Une dizaine de sujets polémiques de société sont étudiés à la loupe dans cet essai majeur, en puisant toujours ses raisonnements et ses références dans le texte sacré musulman. La collection «Les questions qui fâchent», animée par Kenza Sefrioui aux éditions En toutes lettres, a pour vocation de susciter le débat en donnant la parole à des auteurs innovants dans la pensée. Ce livre s’inscrit dans une tradition argumentative qui manque cruellement dans l’agora publique. Asma Lamrabet est l’une des voix majeures de la pensée réformiste en islam. Ses prises de position courageuses lui ont valu une levée de polémiques de la part des ultraconservateurs.

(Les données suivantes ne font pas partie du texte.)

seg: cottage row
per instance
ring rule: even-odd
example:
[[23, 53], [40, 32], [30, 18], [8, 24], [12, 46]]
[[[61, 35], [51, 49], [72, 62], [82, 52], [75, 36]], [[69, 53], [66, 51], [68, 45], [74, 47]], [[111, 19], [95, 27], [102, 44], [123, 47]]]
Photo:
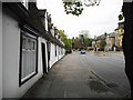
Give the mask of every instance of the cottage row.
[[35, 1], [0, 4], [0, 99], [21, 98], [64, 56], [64, 43]]

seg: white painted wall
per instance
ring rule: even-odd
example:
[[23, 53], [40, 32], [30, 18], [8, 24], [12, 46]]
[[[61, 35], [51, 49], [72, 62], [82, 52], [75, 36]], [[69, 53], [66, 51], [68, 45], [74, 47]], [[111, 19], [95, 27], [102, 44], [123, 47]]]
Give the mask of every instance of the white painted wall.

Elle est l’auteure de plusieurs ouvrages en langue française, notamment «Islam et femmes, les questions qui fâchent» (2017, Prix Grand Atlas, éditions En toutes lettres et repris par Gallimard en Folio Essai). Asma Lamrabet a également reçu en 2012 un prix en sciences sociales, décerné par l’Arab Woman Organization (l’Organisation de la femme arabe) pour son livre «Femmes et hommes dans le Coran: Quelle égalité?» (éditions AlBouraq).
«Islam et libertés fondamentales», 185 pages. Éditions En toutes lettres, Collection «Les questions qui fâchent», 2023. Prix public: 95 DH.